Recognizer
The Recognizer is meant to fix the problem when you are matching a pattern which can vary.
That's the case with numeric operators like + or - for example.
The Recognizer works by matching Recognizable one by one until a match is found. Il no pattern matches, it returns
a None value.
The Recognizer takes a mutable to the Scanner as a parameter.
Then a chain of try_or methods is used to add Recognizable objects to the Recognizer.
extern crate elyze; use elyze::recognizer::Recognizer; fn main() -> ParseResult<()> { Recognizer::new(scanner) .try_or(Operator::Add)? .try_or(Operator::Sub)? .finish(); }
Step by step
The Recognizer works in 3 steps:
- Initializing with a scanner
- Add a
Recognizableto theRecognizer - Call the
finishmethod to get the result
Step 1: Initializing with a scanner
extern crate elyze; use elyze::recognizer::Recognizer; use elyze::scanner::Scanner; fn main() { let data = b"+"; let mut scanner = Scanner::new(data); let result = Recognizer::<u8, Operator>::new(&mut scanner); }
The Recognizer is defined by
#![allow(unused)] fn main() { extern crate elyze; /// A `Recognizer` is a type that wraps a `Scanner` and holds a successfully /// recognized value. /// /// When a value is successfully recognized, the `Recognizer` stores the value in /// its `data` field and returns itself. If a value is not recognized, the /// `Recognizer` rewinds the scanner to the previous position and returns itself. /// /// # Type Parameters /// /// * `T` - The type of the data to scan. /// * `U` - The type of the value to recognize. /// * `'a` - The lifetime of the data to scan. /// * `'b` - The lifetime of the `Scanner`. pub struct Recognizer<'a, 'b, T, R> { data: Option<R>, scanner: &'b mut Scanner<'a, T>, } }
That's why you need to specify the type of T and R in its new call.
Step 2: Add a Recognizable to the Recognizer
Once to the Recognizer is initialized, you can add one or more Recognizable to it.
To do so, the Recognizer provides the try_or method.
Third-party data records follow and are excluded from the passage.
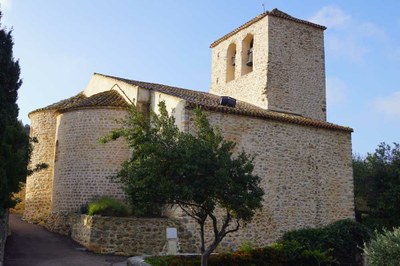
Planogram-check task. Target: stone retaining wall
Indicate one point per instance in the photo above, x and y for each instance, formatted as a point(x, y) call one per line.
point(3, 235)
point(117, 235)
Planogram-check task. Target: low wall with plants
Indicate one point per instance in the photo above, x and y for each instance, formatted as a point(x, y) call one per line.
point(3, 235)
point(124, 236)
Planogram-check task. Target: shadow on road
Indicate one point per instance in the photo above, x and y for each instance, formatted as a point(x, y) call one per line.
point(31, 244)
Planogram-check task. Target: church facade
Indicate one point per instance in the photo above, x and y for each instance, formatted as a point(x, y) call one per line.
point(267, 94)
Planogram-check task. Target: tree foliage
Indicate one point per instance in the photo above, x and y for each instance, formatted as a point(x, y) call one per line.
point(377, 186)
point(197, 172)
point(14, 143)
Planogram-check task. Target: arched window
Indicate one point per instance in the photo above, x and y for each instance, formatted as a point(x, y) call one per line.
point(230, 62)
point(247, 54)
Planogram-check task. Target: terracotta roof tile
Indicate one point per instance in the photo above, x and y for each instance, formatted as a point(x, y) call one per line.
point(276, 13)
point(103, 99)
point(211, 102)
point(109, 98)
point(63, 103)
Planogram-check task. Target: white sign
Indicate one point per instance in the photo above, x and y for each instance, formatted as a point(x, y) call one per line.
point(172, 233)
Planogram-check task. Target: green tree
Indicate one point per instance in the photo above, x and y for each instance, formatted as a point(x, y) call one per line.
point(197, 172)
point(14, 143)
point(377, 186)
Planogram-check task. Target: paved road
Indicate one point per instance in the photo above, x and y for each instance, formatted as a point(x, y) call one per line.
point(33, 245)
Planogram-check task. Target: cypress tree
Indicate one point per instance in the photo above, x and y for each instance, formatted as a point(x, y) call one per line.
point(14, 142)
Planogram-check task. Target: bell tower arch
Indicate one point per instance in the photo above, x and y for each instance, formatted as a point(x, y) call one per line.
point(280, 66)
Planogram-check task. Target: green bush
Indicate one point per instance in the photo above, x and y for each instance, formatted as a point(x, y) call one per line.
point(107, 206)
point(275, 255)
point(343, 240)
point(384, 248)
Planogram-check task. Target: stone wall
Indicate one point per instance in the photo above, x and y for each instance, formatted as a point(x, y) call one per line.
point(124, 236)
point(3, 235)
point(288, 67)
point(39, 185)
point(296, 68)
point(82, 164)
point(249, 87)
point(19, 208)
point(120, 236)
point(306, 175)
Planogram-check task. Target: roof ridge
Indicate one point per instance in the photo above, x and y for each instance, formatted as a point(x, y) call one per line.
point(146, 84)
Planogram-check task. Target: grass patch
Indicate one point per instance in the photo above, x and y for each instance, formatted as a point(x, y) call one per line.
point(107, 206)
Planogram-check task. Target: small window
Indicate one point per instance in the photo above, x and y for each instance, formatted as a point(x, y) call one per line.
point(230, 62)
point(247, 54)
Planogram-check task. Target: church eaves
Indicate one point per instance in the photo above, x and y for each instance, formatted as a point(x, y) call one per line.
point(210, 102)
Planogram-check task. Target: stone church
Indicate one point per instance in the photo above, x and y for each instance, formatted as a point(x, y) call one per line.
point(267, 94)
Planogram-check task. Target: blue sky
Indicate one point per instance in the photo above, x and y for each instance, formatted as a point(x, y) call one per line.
point(61, 43)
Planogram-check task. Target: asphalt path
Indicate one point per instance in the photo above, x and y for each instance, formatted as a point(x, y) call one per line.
point(31, 244)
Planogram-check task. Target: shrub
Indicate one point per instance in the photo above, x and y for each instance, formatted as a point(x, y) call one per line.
point(107, 206)
point(384, 248)
point(343, 239)
point(274, 255)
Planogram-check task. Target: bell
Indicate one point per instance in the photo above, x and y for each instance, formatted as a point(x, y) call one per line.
point(249, 61)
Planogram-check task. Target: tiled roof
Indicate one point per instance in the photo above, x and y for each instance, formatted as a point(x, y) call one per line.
point(63, 103)
point(276, 13)
point(109, 98)
point(103, 99)
point(211, 102)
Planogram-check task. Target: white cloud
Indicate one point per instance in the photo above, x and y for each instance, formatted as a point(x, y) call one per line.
point(348, 37)
point(369, 29)
point(389, 105)
point(5, 4)
point(330, 16)
point(348, 47)
point(336, 91)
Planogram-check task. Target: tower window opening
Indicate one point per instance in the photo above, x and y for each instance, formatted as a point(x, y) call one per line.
point(247, 54)
point(231, 62)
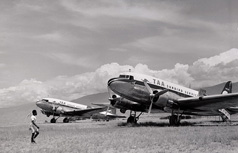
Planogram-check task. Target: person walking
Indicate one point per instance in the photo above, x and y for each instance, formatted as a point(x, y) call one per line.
point(34, 128)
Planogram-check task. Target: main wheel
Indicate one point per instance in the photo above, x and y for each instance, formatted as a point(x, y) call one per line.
point(53, 120)
point(174, 120)
point(132, 120)
point(66, 120)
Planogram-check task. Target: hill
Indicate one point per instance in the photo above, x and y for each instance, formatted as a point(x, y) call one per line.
point(18, 114)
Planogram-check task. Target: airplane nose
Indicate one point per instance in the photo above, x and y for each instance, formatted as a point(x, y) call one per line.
point(110, 81)
point(39, 104)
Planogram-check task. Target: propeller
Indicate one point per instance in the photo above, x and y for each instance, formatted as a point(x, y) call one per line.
point(153, 97)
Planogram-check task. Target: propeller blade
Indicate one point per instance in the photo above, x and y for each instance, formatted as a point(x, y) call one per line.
point(156, 96)
point(148, 87)
point(150, 107)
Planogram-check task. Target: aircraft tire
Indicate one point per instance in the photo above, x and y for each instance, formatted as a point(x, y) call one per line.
point(131, 120)
point(174, 121)
point(66, 120)
point(53, 120)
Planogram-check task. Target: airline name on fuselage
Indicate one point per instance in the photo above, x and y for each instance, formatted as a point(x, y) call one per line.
point(172, 87)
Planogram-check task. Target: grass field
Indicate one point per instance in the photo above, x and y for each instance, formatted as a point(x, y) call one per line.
point(150, 135)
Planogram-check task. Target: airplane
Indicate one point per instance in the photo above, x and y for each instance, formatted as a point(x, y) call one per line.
point(143, 93)
point(62, 108)
point(103, 116)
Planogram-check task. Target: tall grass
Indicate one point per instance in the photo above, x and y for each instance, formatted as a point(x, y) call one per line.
point(115, 136)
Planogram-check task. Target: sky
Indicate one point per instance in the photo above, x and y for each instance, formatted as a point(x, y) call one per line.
point(70, 48)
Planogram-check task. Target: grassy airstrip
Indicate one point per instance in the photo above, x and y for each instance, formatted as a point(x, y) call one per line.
point(150, 135)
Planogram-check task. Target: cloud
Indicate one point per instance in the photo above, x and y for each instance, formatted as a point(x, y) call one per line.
point(203, 72)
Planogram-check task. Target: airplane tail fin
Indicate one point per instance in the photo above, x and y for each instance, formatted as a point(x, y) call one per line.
point(227, 88)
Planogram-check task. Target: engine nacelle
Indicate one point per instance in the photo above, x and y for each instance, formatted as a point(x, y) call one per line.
point(59, 110)
point(125, 104)
point(167, 100)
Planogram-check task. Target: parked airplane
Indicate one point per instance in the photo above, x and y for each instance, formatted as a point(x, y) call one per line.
point(61, 108)
point(142, 93)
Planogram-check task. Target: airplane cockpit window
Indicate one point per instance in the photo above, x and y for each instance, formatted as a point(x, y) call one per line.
point(122, 76)
point(130, 77)
point(45, 100)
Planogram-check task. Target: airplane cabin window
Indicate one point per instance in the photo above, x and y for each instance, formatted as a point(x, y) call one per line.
point(122, 76)
point(131, 77)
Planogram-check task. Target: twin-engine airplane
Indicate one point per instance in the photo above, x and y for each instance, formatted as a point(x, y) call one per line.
point(142, 93)
point(61, 108)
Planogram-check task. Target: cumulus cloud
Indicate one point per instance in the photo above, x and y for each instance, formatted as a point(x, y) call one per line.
point(203, 72)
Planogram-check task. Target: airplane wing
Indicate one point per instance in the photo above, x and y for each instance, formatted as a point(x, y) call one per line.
point(85, 112)
point(206, 103)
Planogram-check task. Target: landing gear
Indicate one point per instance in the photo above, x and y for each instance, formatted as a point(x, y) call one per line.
point(132, 119)
point(66, 120)
point(53, 120)
point(174, 120)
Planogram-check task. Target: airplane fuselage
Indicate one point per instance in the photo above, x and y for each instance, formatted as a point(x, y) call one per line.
point(131, 87)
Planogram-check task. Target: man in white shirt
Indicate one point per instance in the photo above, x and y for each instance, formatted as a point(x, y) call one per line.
point(34, 128)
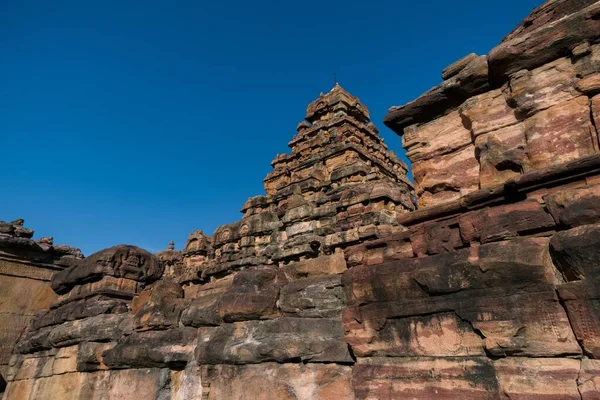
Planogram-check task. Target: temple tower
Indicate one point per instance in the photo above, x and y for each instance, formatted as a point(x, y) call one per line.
point(338, 186)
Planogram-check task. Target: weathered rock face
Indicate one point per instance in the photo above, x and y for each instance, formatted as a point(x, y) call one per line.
point(531, 110)
point(332, 285)
point(26, 267)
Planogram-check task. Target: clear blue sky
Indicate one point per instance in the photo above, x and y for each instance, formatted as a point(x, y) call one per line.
point(138, 122)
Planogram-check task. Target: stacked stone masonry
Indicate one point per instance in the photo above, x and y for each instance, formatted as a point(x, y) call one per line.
point(335, 284)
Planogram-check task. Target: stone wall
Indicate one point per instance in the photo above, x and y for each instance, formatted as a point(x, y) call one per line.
point(26, 267)
point(333, 286)
point(530, 104)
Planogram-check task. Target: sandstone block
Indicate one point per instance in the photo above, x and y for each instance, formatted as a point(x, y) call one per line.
point(538, 378)
point(457, 66)
point(158, 307)
point(582, 302)
point(501, 155)
point(443, 135)
point(543, 87)
point(504, 221)
point(561, 133)
point(502, 293)
point(120, 261)
point(203, 311)
point(101, 328)
point(323, 265)
point(89, 356)
point(445, 178)
point(253, 295)
point(576, 252)
point(545, 39)
point(470, 81)
point(590, 84)
point(587, 63)
point(446, 378)
point(278, 381)
point(379, 251)
point(436, 237)
point(171, 348)
point(317, 297)
point(589, 380)
point(443, 334)
point(575, 207)
point(488, 112)
point(282, 340)
point(596, 112)
point(80, 309)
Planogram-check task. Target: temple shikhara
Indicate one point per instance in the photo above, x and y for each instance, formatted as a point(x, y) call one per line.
point(478, 279)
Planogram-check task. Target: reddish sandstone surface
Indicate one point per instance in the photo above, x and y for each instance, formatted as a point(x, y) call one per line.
point(345, 282)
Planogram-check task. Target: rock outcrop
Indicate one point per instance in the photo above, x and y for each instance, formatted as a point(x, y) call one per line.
point(26, 267)
point(336, 285)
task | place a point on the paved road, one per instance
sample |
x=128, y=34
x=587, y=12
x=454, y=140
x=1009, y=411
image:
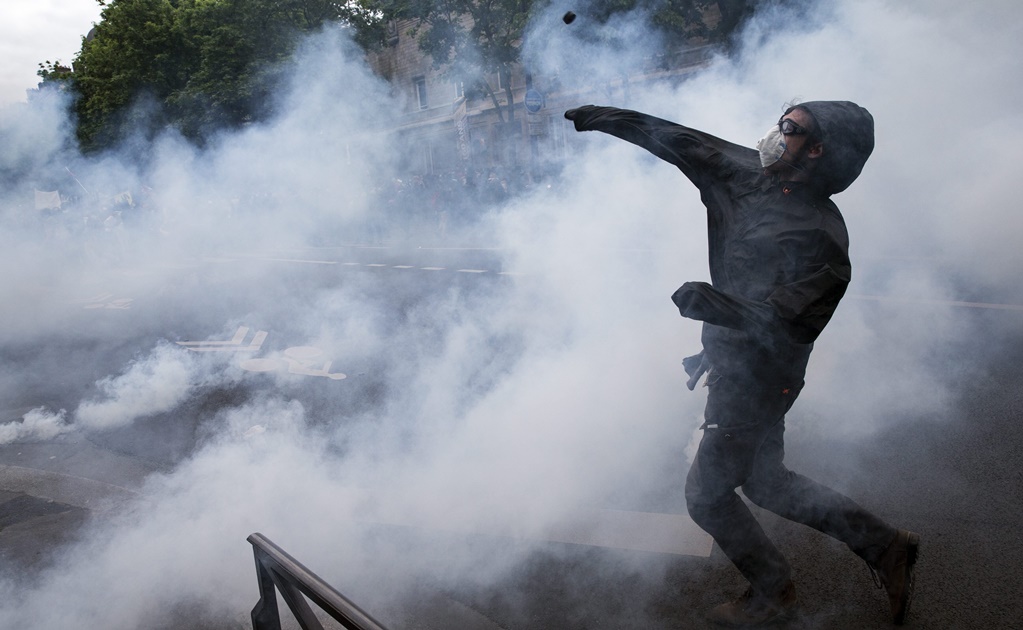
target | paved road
x=953, y=476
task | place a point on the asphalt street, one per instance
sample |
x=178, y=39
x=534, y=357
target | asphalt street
x=954, y=479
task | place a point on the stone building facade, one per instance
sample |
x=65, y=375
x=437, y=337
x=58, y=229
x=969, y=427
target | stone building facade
x=444, y=130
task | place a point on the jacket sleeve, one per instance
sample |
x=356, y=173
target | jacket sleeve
x=797, y=312
x=699, y=155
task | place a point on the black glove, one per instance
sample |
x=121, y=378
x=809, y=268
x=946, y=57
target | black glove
x=578, y=116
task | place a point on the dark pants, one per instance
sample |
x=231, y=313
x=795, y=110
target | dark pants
x=743, y=446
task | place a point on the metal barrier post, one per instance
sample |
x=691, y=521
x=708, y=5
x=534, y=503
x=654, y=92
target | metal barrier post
x=274, y=568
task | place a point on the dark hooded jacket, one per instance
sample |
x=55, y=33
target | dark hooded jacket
x=779, y=251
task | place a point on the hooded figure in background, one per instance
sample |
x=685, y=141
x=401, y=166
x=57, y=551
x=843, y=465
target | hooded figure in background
x=779, y=266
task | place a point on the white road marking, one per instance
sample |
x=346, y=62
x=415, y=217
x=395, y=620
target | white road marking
x=969, y=305
x=234, y=345
x=295, y=260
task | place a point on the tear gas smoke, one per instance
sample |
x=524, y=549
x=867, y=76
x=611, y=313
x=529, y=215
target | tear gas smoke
x=497, y=409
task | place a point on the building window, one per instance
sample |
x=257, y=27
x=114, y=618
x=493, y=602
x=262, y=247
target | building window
x=420, y=91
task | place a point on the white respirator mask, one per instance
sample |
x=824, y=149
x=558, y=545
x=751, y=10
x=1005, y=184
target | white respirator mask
x=771, y=146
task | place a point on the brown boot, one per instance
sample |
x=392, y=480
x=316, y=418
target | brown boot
x=894, y=573
x=751, y=611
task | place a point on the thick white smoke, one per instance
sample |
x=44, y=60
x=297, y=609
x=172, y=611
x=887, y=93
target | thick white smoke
x=508, y=408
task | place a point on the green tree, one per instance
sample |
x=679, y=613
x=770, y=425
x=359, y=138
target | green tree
x=197, y=65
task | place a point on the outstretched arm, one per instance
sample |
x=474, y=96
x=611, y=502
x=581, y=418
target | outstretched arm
x=700, y=155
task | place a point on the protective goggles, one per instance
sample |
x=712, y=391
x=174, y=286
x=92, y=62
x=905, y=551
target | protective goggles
x=790, y=128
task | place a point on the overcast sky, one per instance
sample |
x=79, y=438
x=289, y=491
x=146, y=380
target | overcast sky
x=36, y=31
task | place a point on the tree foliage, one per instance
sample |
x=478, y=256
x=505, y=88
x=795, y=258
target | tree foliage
x=197, y=65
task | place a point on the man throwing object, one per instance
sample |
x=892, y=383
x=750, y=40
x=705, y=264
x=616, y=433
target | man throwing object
x=779, y=266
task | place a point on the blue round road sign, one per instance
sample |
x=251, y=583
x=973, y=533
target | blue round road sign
x=534, y=101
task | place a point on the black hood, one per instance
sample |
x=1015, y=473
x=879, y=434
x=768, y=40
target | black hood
x=847, y=133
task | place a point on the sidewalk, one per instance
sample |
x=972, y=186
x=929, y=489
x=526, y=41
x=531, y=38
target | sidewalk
x=48, y=491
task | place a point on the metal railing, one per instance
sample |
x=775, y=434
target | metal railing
x=275, y=569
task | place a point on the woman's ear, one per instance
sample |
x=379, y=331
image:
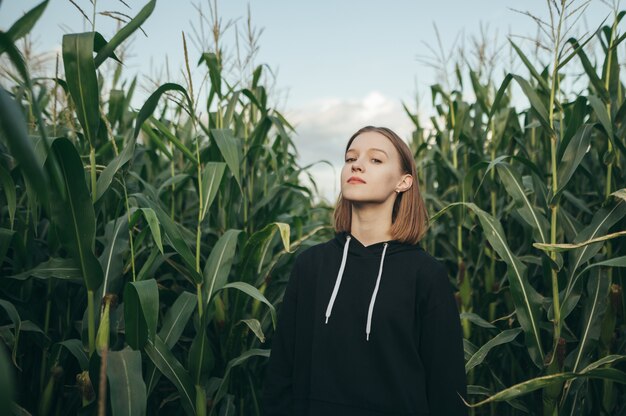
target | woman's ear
x=406, y=183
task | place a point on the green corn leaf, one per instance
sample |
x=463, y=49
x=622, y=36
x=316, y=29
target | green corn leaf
x=211, y=179
x=80, y=74
x=173, y=236
x=528, y=386
x=141, y=310
x=14, y=316
x=514, y=186
x=74, y=217
x=156, y=140
x=598, y=290
x=254, y=293
x=25, y=24
x=480, y=355
x=201, y=358
x=217, y=268
x=163, y=129
x=75, y=347
x=6, y=238
x=572, y=291
x=174, y=323
x=99, y=43
x=126, y=385
x=526, y=299
x=541, y=80
x=600, y=111
x=7, y=381
x=255, y=326
x=116, y=237
x=572, y=156
x=230, y=108
x=58, y=268
x=476, y=319
x=221, y=391
x=150, y=105
x=153, y=223
x=124, y=33
x=169, y=366
x=13, y=126
x=214, y=71
x=597, y=83
x=106, y=177
x=230, y=148
x=8, y=186
x=600, y=224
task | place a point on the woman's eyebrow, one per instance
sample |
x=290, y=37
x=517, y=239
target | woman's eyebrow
x=373, y=148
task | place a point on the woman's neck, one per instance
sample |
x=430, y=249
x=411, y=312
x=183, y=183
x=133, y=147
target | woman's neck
x=371, y=223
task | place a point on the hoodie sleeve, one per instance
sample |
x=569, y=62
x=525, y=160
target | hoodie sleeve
x=278, y=385
x=441, y=349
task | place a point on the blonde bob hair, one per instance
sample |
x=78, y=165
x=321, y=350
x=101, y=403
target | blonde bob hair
x=409, y=218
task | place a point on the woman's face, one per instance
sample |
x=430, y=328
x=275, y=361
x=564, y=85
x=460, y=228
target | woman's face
x=372, y=169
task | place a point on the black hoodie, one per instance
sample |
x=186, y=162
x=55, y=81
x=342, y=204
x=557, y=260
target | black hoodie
x=366, y=331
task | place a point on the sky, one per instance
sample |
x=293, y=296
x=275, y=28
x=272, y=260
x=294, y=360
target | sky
x=337, y=65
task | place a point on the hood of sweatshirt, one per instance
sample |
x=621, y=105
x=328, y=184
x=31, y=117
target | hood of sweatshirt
x=353, y=247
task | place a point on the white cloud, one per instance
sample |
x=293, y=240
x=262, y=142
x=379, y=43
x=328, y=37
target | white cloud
x=324, y=126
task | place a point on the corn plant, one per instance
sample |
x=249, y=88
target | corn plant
x=137, y=245
x=537, y=201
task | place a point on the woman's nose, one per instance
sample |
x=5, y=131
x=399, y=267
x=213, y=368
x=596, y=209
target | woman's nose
x=356, y=166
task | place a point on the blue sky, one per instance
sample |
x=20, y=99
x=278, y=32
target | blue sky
x=339, y=64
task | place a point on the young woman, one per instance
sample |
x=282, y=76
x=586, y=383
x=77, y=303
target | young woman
x=369, y=324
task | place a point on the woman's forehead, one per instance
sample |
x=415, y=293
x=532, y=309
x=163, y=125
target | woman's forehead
x=371, y=140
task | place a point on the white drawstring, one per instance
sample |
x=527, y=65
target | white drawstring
x=338, y=281
x=373, y=300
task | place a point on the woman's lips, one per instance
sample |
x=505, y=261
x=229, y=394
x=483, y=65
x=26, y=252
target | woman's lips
x=354, y=179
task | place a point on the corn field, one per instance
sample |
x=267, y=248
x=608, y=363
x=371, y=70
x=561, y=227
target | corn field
x=144, y=252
#![allow(unused)] fn main() { extern crate elyze; impl<'a, 'b, T, R: Recognizable<'a, T, R>> Recognizer<'a, 'b, T, R> { pub fn try_or(mut self, element: R) -> ParseResult<Self>; } }
This one takes a R object where R implements the Recognizable trait. And returns a ParseResult containing the
Recognizer object.
You can add as many Recognizable as you want. But by rust limitations, th R must be the same at each call. That's why
using an enumeration of tokens is a good idea.
Here are my tokens:
#![allow(unused)] fn main() { #[derive(Debug)] enum Operator { Add, Sub, } }
It implements Match<u8>
extern crate elyze; fn main() -> ParseResult<()> { let data = b"+"; let mut scanner = Scanner::new(data); // Initialize the recognizer (type can be inferred) let recognizer = Recognizer::new(&mut scanner); // Try to apply the recognizer on the operator add, if it fails, return an error let recognizer_add = recognizer.try_or(Operator::Add)?; // Try to apply the recognizer on the operator sub, if it fails, return an error let recognizer_add_and_sub = recognizer_add.try_or(Operator::Sub)?; Ok(()) }
The try_or method works as follows:
- Checks the internal state, if internal state is
None:- It calls the
recognizemethod of theRecognizableobject. - If the
recognizemethod returnsOk(Some(value)), it sets the internal state toSome(value). - If the
recognizemethod returnsOk(None) - If an error occurs, it returns the error.
- It calls the
- If the internal state is
Some, it returns theRecognizeras is.
The execution is immediate not lazy, you are not registering an operation but applying it.
Step 3: Call the finish method to get the result
Once all the Recognizable have been added to the Recognizer, you can call the finish method to get the result.
#![allow(unused)] fn main() { extern crate elyze; impl<'a, 'b, T, R: Recognizable<'a, T, R>> Recognizer<'a, 'b, T, R> { pub fn finish(self) -> Option<R>; } }
This step can't fail. It returns the internal state of the Recognizer.
extern crate elyze; fn main() -> ParseResult<()> { let data = b"+"; let mut scanner = Scanner::new(data); // Initialize the recognizer let recognizer = Recognizer::new(&mut scanner); // Try to apply the recognizer on the operator add, if it fails, return an error let recognizer_add = recognizer.try_or(Operator::Add)?; // Try to apply the recognizer on the operator sub, if it fails, return an error let recognizer_add_and_sub = recognizer_add.try_or(Operator::Sub)?; // Finish the recognizer let result = recognizer_add_and_sub.finish(); dbg!(result); // Some(Operator::Add) }
Recognizer to Visitor
If you want to reuse the Recognizer object, you can convert it to a Visitor object.
#![allow(unused)] fn main() { extern crate elyze; #[derive(Debug)] // Define a structure to implement the `Visitor` trait struct OperatorData(Operator); impl<'a> Visitor<'a, u8> for OperatorData { fn accept(scanner: &mut Scanner<'a, u8>) -> ParseResult<Self> { // Build and apply the recognizer let operator = Recognizer::new(scanner) .try_or(Operator::Add)? .try_or(Operator::Sub)? .finish() // If the recognizer fails, return an error .ok_or(ParseError::UnexpectedToken)?; Ok(OperatorData(operator)) } } }
The behavior is now reusable.
extern crate elyze; fn main() -> ParseResult<()> { let data = b"+"; let mut scanner = Scanner::new(data); // Initialize the recognizer let result = OperatorData::accept(&mut scanner)?.0; dbg!(result); // Operator::Add let data = b"-"; let mut scanner = Scanner::new(data); // Initialize the recognizer let result = OperatorData::accept(&mut scanner)?.0; dbg!(result); // Operator::Sub let data = b"x"; let mut scanner = Scanner::new(data); // Initialize the recognizer let result = OperatorData::accept(&mut scanner); dbg!(result); // Err(UnexpectedToken) Ok(()) }
Recommendations
Because that the first matching is returned, you should add the most specific patterns first.
Example:
If you match "hell" and "hello". You should add "hello" first. Otherwise, the recognizer will always return "hell".